= Rex Gallion =

American singer-songwriter

Rex Robert Gallion (October 2, 1915 - February 8, 1975) was a country-western guitarist who, along with Bill Carson and Freddie Tavares, collaborated with Leo Fender in the early 1950s on the design of the Stratocaster electric guitar.

Gallion was a studio musician, specialising in country and western, who became best known to the public as a guitarist for the popular 1940's radio music program, Dude Martin and His Roundup Gang.
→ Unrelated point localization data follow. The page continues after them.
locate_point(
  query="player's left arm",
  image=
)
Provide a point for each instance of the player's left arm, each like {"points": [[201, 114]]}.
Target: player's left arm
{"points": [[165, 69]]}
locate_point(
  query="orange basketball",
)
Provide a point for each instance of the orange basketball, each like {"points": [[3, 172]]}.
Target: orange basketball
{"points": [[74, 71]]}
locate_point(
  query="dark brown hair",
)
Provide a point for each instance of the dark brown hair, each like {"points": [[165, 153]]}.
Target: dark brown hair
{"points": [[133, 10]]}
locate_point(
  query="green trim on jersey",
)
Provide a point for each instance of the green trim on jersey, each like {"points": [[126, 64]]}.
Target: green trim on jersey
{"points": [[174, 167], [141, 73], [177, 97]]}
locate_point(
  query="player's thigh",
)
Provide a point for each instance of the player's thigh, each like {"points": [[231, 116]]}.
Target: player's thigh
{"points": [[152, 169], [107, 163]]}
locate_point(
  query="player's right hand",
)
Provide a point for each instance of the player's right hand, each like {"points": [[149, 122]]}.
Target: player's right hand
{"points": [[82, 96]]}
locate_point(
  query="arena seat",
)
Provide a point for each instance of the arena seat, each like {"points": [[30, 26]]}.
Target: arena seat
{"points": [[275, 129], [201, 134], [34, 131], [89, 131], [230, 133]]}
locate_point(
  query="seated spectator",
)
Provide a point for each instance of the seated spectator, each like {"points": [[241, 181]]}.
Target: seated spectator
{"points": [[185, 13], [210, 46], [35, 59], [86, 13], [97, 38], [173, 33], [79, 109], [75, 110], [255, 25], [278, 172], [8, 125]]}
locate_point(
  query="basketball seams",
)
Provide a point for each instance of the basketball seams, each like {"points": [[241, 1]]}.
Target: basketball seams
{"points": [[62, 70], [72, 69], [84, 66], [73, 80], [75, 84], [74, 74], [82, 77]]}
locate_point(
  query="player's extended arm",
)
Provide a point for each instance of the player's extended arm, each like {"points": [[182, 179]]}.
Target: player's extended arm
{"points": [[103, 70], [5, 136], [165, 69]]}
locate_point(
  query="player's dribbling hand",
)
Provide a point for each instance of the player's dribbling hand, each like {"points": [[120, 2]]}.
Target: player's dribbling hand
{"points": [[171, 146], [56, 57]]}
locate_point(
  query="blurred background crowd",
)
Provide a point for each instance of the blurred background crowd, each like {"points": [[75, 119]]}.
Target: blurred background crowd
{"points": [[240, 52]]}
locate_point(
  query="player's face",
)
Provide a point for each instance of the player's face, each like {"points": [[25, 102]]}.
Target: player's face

Gallion was also a retained musician for the Fender Musical Instruments Corporation, playing the Telecaster. Approached by Leo Fender to assess his early design of the Stratocaster, Gallion asked Fender, "Why not get away from a body that is always digging into your ribs?" As a result, the team developed the evolution of the "Custom Contour" body. In 1954/5 Fender developed a series of pre-production prototype Startocaster guitars which were designed specifically for special customers. Fender gifted Gallion an all-white Stratocaster with gold metal work, serial number 0001. After passing through various owners, it ended up with Phil Taylor, the chief backline technician for British rock group Pink Floyd and the personal guitar technician for David Gilmour. Gilmour bought the guitar from Taylor, later using it to record the band's hit single Another Brick in the Wall. Gilmour sold the guitar in 2019 via an auction at Christie's New York to raise money for his charitable foundation, where its hammer price was $1,815,000 plus commission and taxes.